Dafür fand ich die Protagonistin Cleo recht sympathisch. Sie ist ein cleveres Mädchen, welches versucht, einen Platz in dieser Stadt zu finden und dabei der einfachen Bevölkerung helfen möchte. Auch hat sie ein gewisses Verständnis für Technik und repariert veraltete Geräte. Gegenüber ihrer Schwester Gwynnie traut sie sich nicht, zuzugeben, dass sie gerne eine Schornsteinfegerin wäre, bis sie einen Ausbildungsplatz in dieser Gilde bekommt. Seitdem ist das Verhältnis zu ihrer Schwester leider gestört.
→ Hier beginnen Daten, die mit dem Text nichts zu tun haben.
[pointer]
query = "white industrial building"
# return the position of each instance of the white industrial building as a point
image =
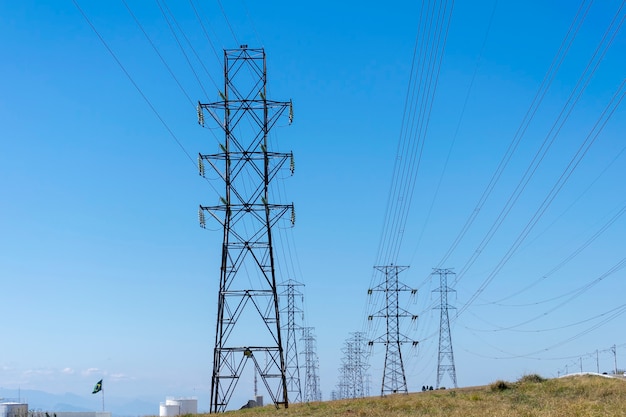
(13, 409)
(178, 407)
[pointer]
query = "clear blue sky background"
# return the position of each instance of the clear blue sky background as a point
(105, 272)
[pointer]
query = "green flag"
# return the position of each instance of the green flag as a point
(97, 388)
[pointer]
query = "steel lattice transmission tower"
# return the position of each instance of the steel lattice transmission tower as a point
(311, 366)
(394, 378)
(353, 377)
(248, 317)
(445, 358)
(291, 347)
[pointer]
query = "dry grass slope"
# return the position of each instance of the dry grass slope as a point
(583, 396)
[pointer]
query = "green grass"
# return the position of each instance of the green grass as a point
(531, 395)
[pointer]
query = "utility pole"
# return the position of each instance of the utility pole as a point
(311, 366)
(614, 350)
(394, 378)
(291, 349)
(248, 317)
(445, 358)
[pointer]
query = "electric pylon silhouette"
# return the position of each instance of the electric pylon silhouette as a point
(311, 366)
(248, 317)
(394, 378)
(353, 377)
(291, 348)
(445, 358)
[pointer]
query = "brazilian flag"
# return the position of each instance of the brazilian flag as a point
(97, 388)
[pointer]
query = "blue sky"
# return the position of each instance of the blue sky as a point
(106, 274)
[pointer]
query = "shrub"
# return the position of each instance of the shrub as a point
(531, 379)
(499, 385)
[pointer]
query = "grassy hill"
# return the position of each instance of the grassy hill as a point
(584, 395)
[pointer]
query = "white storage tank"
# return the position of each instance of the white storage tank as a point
(13, 410)
(168, 410)
(178, 407)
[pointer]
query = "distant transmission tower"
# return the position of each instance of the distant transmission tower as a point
(394, 379)
(353, 377)
(311, 366)
(445, 359)
(248, 317)
(291, 348)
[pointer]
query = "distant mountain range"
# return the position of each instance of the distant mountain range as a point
(119, 407)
Gwynnie hat einige interessante Ansätze zu bieten. Ich denke auch, dass sie noch das ein oder andere Geheimnis vor Cleo und damit auch den Leser hat. Deswegen hoffe ich sehr, dass Gwynnie im Verlauf der trilogie noch näher beleuchtet wird. Auch die anderen Schornsteinfeger in Ausbildung sind interessant dargestellt, wobei mir noch ein bisschen die Tiefe gefehlt hat. Aber „Lichterloh – Stadt unter Ruß“ ist auch erst der Reihenauftakt, dies kann noch später vertieft werden.
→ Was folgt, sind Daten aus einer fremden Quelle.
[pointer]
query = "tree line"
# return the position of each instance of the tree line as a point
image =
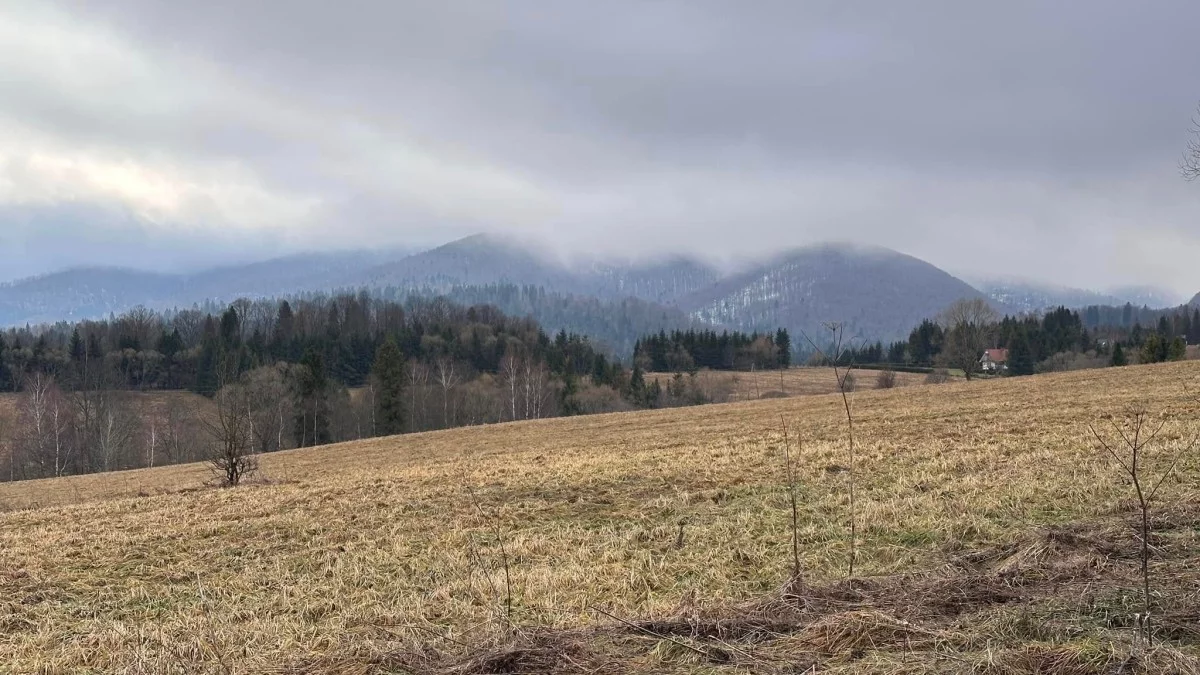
(1061, 339)
(685, 351)
(100, 395)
Der Epilog ist dann quasi noch mal ein zusätzlicher Cliffhanger. Hier werden noch ein paar Andeutungen gemacht, dass weiterhin die Fäden im Verborgenen betätigt werden und dass dies noch lange nicht das Ende ist. Auch schwebt Cleo weiterhin in Gefahr und es wird wohl noch die ein oder andere Hürde geben, welche sie meistern muss. Am liebsten würde man sofort weiterlesen wollen.

Insgesamt konnte mich die Autorin Sarah M. Kempen mit ihrem Reihenauftakt „Lichterloh – Stadt unter Ruß“ gut unterhalten. Cleo ist eine sympathische Protagonistin, sodass es mir eine Freude war, zusammen mit ihr die Stadt zu erkunden und mich an ihrer Seite der Ausbildung zum Schonsteinfeger zu stellen. Leider gibt es hier ein paar Logiklücken, aber wenn man über diese hinwegsehen kann, bekommt man einen unterhaltsamen und spannenden Jugendroman. Von mir gibt es 4 Sterne und eine Leseempfehlung.